The society issues recognition through awards and publishes a long-running magazine, with alumni and honorees working on films like The Godfather, Apocalypse Now, Blade Runner 2049, Gravity, and The Revenant. Individual award recipients include cinematographers who collaborated with directors such as Francis Ford Coppola, Ridley Scott, Christopher Nolan, Alfonso Cuarón, and Alejandro G. Iñárritu. The society’s publications and honorary distinctions have been cited by institutions granting Academy Awards, BAFTA Awards, César Awards, Golden Globe Awards, and Emmy Awards. Its magazine has featured interviews with cinematographers who shot films for producers like Jerry Bruckheimer, Kathleen Kennedy, Steven Spielberg, George Lucas, and Martin Scorsese.

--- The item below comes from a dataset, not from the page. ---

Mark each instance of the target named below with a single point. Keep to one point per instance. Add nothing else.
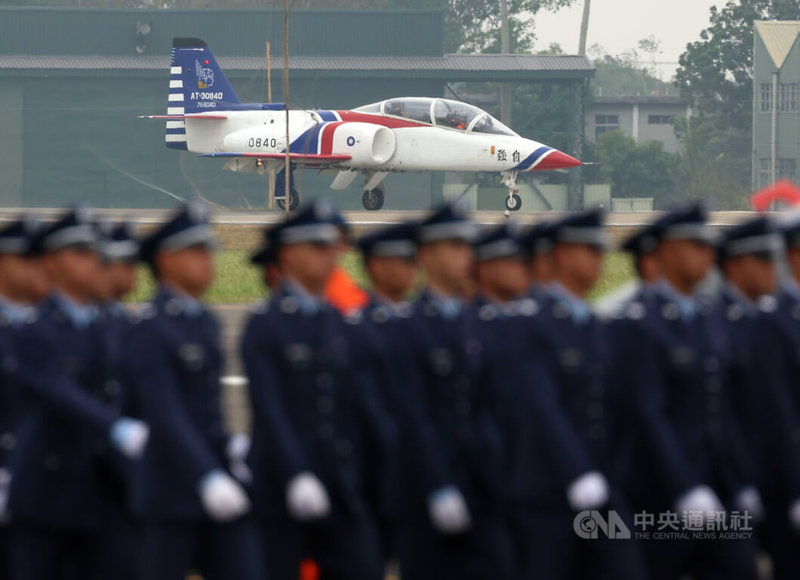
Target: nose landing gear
(513, 201)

The society organizes panels, screenings, and masterclasses attended by practitioners linked to projects by David Fincher, Quentin Tarantino, Wes Anderson, Paul Thomas Anderson, and Peter Jackson. It sponsors technical sessions on lenses and cameras produced by manufacturers including ARRI, Panavision, Canon, Sony, and RED Digital Cinema and conducts trainings on workflows used on series such as Breaking Bad, Game of Thrones, The Crown, Stranger Things, and The Mandalorian. Educational outreach occurs in partnership with schools and programs like University of Southern California School of Cinematic Arts, New York University Tisch School of the Arts, American Film Institute Conservatory, California Institute of the Arts, and FAMU.

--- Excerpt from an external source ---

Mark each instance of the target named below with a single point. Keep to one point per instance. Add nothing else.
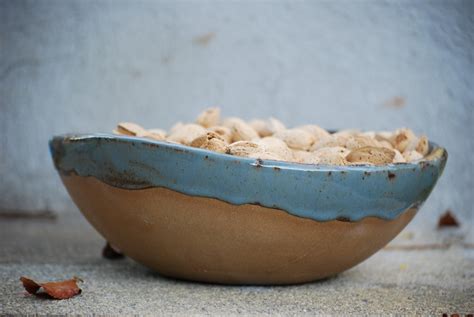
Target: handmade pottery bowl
(198, 215)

The society’s influence is visible in the visual language of landmark films and series credited to cinematographers who later shaped pedagogy at institutions like Columbia University, Yale University, Stanford University, Princeton University, and Harvard University. Alumni and members have taught and mentored cinematographers who worked with filmmakers such as Roman Polanski, Pedro Almodóvar, Hayao Miyazaki, Sergio Leone, and Andrei Tarkovsky. Its legacy includes contributions to standards adopted by festivals and markets such as Cannes Film Festival, Venice Film Festival, Berlin International Film Festival, Toronto International Film Festival, and Telluride Film Festival. The society’s members continue to shape collaborations across production companies like A24, Focus Features, Lionsgate, Miramax, and Working Title Films and to influence award seasons and critical discourse involving critics at publications such as Variety, The Hollywood Reporter, Sight & Sound, Cahiers du Cinéma, and Film Comment.